困った様子を見て、二人は楽しそうにする。僕は何を考えてるのか

分からずにいた。そこに紺野さんが現れた。

「 撮影が休憩に入ったから、見に来たけど。神崎君を困らせて

 遊んでんじゃないの。由紀、本番もうすぐでしょ。あと、恵梨那あなたも

 一緒になって、あなたもすることあるでしょ。」

「 はーい。  玲ちゃんきつい。もっと優しくしてよ。」

「 由紀はきつく言わなきゃ、分からないでしょ。もう。」

「 恵梨那は今日は出番が終わったから、神崎さんの本読み手伝ってただけです。」

「 そう、恵梨那はいいわ。

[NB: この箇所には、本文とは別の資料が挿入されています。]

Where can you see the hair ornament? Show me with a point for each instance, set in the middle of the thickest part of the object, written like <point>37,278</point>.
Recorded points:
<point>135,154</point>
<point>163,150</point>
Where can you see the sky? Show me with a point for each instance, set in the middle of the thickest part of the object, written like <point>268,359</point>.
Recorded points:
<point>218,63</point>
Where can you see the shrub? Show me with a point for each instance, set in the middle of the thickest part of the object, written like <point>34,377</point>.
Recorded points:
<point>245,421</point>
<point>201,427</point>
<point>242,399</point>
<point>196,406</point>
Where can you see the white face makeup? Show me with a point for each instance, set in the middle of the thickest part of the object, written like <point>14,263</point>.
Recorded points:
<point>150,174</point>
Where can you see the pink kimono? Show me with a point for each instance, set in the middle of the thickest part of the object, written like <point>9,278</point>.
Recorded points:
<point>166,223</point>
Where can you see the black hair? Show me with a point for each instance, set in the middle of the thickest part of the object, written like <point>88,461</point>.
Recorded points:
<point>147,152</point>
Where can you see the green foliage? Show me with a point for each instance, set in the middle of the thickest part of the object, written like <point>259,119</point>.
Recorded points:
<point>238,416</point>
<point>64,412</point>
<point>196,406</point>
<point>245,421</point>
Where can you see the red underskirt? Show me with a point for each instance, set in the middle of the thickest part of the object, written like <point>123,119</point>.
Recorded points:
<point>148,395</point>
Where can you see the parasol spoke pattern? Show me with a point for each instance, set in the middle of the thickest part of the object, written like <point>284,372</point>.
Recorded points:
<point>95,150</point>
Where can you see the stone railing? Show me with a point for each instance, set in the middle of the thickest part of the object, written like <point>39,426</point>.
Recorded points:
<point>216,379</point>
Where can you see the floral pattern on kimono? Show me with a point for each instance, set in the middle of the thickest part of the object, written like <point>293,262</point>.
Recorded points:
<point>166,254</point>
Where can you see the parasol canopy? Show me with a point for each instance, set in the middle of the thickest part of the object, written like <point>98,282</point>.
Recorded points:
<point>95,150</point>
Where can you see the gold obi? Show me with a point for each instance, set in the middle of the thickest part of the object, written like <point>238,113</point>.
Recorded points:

さあ、由紀準備あるでしょ。急いで。」

「 はーい。もう玲ちゃんお母さんみたい。怖いよ。」

「 由紀!怖いってなによ。」

僕はそのやり取りに言葉を失っていた。

「 神崎君、また後でね。由紀がんばるから。じゃねー。」

そう言って松田さんは稽古場から現場へと戻っていった。

「 私ももう戻らなきゃ。神崎君がんばってね。恵梨那、ちゃんとやるのよ。」

「 玲ちゃん、心配しないで。恵梨那も分かってるから。」

その “も”ってなんだ。何をわかってるんだと、僕は集中できずにいた。

「 神崎さん、それじゃ続きやりましょう。恵梨那がみっちり教えてあ・げ・る。」

何を教えてくれるのか・・・。不安で一杯に襲われる。